On the second day the grownups returned. A team of former criminal justice officials argued that few in their profession would consider taking Clinton to court for lying about sex, and none would win a conviction. By the time the White House aides finally let America meet the President's counsel, the reclusive Charles Ruff, they were making concessions they had refused to make for months. Ruff walked right up to the line of admitting that Clinton lied, stopping just short of the red zone. Clinton's testimony in the Jones case, said Ruff, was misleading. "Reasonable people, and you maybe have reached that conclusion, could determine that he crossed over that line and that what for him was truthful but misleading or nonresponsive and misleading or evasive was, in fact, false. But in his mind--and that is the heart and soul of perjury--he thought and he believed that what he was doing was being evasive but truthful."
Then Ruff made his plea: "Let each member assume that Ms. Lewinsky's version of the events is correct, and then ask, 'Am I prepared to impeach the President because after having admitted having engaged in egregiously wrongful conduct, he falsely described the particulars of that conduct?'" It was a lawyer's last stand, a final appeal to save a client from the congressional equivalent of indictment. In effect, Ruff was saying, "You know he lied and we know he lied. The only disagreement is what we ought to do about it."

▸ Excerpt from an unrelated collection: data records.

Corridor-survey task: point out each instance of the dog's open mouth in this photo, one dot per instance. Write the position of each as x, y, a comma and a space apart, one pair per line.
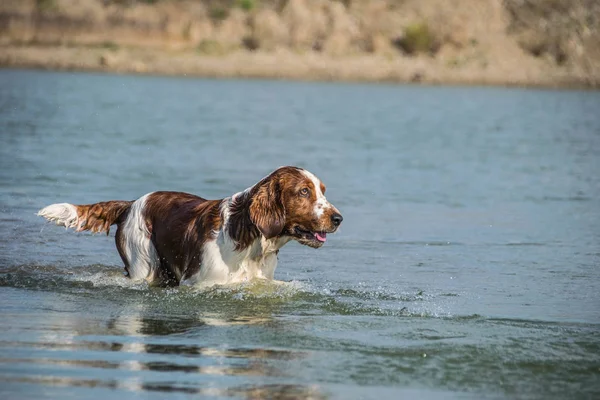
315, 239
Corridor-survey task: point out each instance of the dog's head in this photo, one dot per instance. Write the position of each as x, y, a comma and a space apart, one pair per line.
291, 202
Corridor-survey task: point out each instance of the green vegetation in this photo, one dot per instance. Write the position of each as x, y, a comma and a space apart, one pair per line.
418, 38
211, 47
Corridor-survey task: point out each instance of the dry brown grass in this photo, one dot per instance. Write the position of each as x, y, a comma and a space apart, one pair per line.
470, 41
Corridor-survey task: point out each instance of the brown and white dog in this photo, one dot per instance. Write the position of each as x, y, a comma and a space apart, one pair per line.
172, 238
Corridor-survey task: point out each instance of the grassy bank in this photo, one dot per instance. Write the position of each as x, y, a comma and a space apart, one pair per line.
553, 43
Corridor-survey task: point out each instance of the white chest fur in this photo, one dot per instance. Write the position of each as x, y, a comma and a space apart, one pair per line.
222, 264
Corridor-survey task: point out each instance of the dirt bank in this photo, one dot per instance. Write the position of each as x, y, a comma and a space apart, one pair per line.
513, 42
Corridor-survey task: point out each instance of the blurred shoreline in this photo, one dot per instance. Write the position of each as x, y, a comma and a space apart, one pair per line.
470, 42
286, 66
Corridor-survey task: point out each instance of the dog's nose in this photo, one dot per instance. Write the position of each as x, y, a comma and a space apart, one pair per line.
336, 219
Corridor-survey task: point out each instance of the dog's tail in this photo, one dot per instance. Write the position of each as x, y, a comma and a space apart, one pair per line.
91, 217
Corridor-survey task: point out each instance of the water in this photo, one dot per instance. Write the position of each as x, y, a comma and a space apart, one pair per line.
467, 265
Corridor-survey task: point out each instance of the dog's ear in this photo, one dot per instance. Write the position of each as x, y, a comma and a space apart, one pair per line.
266, 210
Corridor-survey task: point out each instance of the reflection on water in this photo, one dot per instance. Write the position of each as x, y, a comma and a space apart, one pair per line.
467, 262
274, 391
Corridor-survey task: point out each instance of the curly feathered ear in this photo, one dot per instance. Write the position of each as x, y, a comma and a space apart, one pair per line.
266, 210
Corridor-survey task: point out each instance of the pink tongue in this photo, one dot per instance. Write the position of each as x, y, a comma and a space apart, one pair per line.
321, 237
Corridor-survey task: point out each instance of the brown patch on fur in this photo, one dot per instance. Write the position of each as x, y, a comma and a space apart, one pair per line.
266, 207
100, 216
180, 224
240, 227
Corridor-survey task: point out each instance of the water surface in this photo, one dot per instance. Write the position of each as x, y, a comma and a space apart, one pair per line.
467, 265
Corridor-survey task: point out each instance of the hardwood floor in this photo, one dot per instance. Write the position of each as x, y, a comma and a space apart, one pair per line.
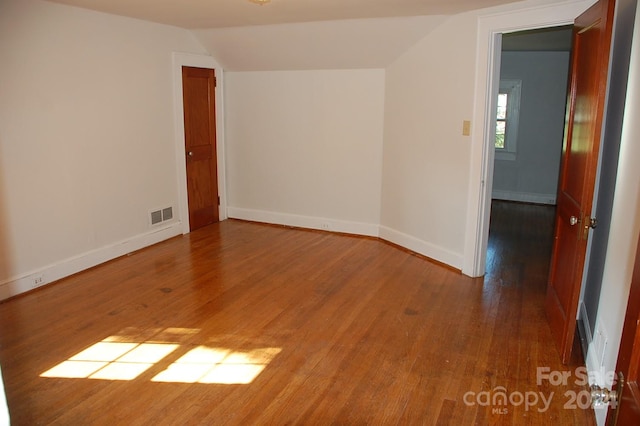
327, 329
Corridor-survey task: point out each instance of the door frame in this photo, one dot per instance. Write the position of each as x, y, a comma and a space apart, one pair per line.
201, 61
487, 80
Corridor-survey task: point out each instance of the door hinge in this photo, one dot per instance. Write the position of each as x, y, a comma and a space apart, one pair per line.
588, 223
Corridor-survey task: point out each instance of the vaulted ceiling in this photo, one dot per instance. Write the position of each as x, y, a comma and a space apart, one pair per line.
198, 14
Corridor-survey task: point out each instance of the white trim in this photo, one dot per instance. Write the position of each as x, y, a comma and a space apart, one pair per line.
490, 30
309, 222
525, 197
179, 60
422, 247
48, 274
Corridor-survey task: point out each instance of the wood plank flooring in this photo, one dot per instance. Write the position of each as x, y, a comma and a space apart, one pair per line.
335, 329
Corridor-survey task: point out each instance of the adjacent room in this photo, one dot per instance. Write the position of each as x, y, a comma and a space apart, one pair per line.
269, 212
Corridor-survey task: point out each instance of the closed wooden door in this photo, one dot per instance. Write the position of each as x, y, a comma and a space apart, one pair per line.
585, 109
198, 88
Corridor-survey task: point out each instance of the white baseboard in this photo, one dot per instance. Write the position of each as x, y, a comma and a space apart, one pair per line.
37, 278
591, 361
407, 241
424, 248
309, 222
524, 197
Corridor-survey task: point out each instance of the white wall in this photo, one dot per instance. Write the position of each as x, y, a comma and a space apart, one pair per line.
625, 227
86, 137
429, 94
533, 175
304, 147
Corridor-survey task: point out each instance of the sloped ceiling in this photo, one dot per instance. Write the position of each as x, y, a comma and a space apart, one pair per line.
344, 44
297, 34
199, 14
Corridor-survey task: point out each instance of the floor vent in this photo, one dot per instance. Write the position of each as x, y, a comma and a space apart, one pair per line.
159, 216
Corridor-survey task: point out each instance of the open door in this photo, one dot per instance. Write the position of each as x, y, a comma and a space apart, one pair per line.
583, 126
198, 88
627, 411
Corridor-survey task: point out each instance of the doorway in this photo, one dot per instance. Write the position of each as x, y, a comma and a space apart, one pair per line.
200, 61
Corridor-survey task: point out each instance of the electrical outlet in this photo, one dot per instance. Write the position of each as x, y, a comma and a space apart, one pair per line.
37, 281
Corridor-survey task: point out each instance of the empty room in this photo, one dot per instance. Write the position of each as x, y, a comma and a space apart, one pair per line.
280, 212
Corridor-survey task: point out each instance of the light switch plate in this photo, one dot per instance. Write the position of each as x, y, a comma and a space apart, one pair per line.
466, 128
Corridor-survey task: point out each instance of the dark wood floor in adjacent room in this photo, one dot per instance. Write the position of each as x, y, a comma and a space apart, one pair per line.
240, 323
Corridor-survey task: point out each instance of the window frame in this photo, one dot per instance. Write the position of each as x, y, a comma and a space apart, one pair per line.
513, 89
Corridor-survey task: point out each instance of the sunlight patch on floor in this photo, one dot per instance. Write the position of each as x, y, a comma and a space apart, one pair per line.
121, 357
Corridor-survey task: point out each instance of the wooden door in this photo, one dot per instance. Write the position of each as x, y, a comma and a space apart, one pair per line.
629, 356
585, 110
198, 88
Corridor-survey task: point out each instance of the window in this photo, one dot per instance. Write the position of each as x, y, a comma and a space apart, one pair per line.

If the defense was arguing that Bill Clinton should not be held to a higher standard than any other criminal defendant, the Republicans were arguing that a President must be. If the nation's chief law-enforcement officer can get away with lying under oath, whatever the subject, then the rule of law collapses, and everyone else walks. "We've got to do it for the children," Representative Steve Chabot of Ohio said later.